The Jewish response was odd. The Ben Gurion neighborhood of Acre is not a particularly young community, but there still were armed Jews there; many had taken Yom Kippur leave from the army. Yet, no firearms were fired at the obviously dangerous Arab crowd. Instead, Jews crouched in their homes as they used to do during ghetto pogroms. To all purposes, the Arabs scored a victory.
When the Arab violence subsided, Jews took revenge on isolated Arab homes and businesses in the area. While driving Arab settlers out of the homogeneous Jewish neighborhood might be a decent idea, it had nothing to do with defense or meaningful revenge.

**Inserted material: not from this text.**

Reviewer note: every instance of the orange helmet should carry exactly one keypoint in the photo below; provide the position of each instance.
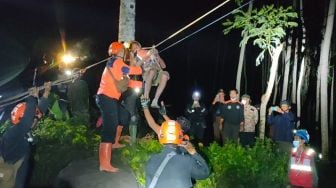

The perpetrators, residents of Acre Arab neighborhoods, went unscathed.
Still, it was a shame for government officials to call on both sides to end violence, and to condemn both. In a Jewish state, Jews and Arabs are not equal by definition. Olmert may apologize to Hamas’ Islamic Movement any number of times he wishes, but it is not wrong for Arabs to suffer inequality in the Jewish state. They can enjoy equality in Jordan and Lebanon, if any would be granted. So long as Arabs remain legal residents of this country, they must have personal and property rights; in this and only in this regard are they equal to Jews. But there is no political equality because the state is a Jewish one. Moreover, there is no equal right to violence.
In a Jewish state, Jews can rightly be upset about Arabs swarming their neighborhoods, and may oppose the Arab settlers without major damage to their limb or property. The Arabs have no such right because in our state Jews can settle wherever they wish.
There is no equality of right to violence between Jews who want the land and Arabs who want the land free of Jews. Any confrontation takes place on the background of the major wars and countless pogroms which Arabs have perpetrated against Jews. If Arabs demand rights for the descendants of the 1948 refugees, they will have to recognize liabilities for the descendants of the 1948 perpetrators. The family of every Arab in the state of Israel is traceable to those who killed and maimed Jews. In that war, really a peasant war, Jews lost 2 percent of their population killed and almost 10 percent were wounded; that’s about ten times the US losses in WWII. Palestinian Arabs were killing and mutilating Jews when the state of Israel was not yet even planned, in the mid-nineteenth century. Today’s violence is rooted in the Arab violence of the past hundred fifty years.
Leftists love cutting the roots off. Rootless Jews, bereft of Judaism, became Zionists. The Arab war on Jews, devoid of its roots, became mob violence, for which both sides share the blame. Extirpating the roots is endemic to leftism because it allows for clean experiments. Leftism is about rational planning of such inherently irrational things as economies, societies, or foreign affairs. But how you can account rationally for the centuries of Jewish struggle for survival? How you can build a blank-slate Jewish-Arab society when the slate is really red with Jewish blood spilled by Arabs? Ignore for a moment the staggering immorality of abandoning the dead Jews’ cries for revenge or forgiving the blood which is not our own. Any Jewish-Arab solution which discounts history is doomed—but if we properly account for that history, no solution is possible.
Fools say that past should not determine the future. It does. There is no future but the one built upon the past.
Equality is another name for blindness.